I've used SOPs in operations before. Checklists and requirements and "thou shalt do X" and what not. But I've never been "wowed" by a system or really seen its benefit firsthand.

As an engineer, I understand the benefit of having a system you can iterate on and improve over time, but how are people actually implementing these in their business?

I know this is a vague question, here are a few concrete ones:

- Are you currently using playbooks? - When? - How? - For what purpose? - Have you ever created one for your company?


  👤 paulcole Accepted Answer ✓
We use EOS (Entrepreneurial Operating System) where I work. We were pretty good at our core business, but really bad at setting goals, planning, making decisions, etc. EOS gives us a framework to do that so we can focus on what we're actually good it.
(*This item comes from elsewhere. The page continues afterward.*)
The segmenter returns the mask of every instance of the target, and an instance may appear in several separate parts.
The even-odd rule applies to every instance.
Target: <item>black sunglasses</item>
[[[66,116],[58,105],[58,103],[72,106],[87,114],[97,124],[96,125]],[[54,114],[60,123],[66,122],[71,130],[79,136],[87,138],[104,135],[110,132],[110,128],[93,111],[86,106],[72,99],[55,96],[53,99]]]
This book is a good intro:

https://www.amazon.com/Traction-Get-Grip-Your-Business-ebook...


👤 mikece
Where I work the developer on-call covers more than just their team's work so we make use of Playbooks (though we call them "Run books"). A scenario might be: "If service X throws an error of the type Y, then re-deploy service Z." When services X and Z belong to another team and members of my team have no reason to understand those services and errors that intimately, then having the Run books/playbook means I'm not waking up someone on another team at 3:33 AM.

👤 nicbou
Those usually end up either as scripts or pipelines.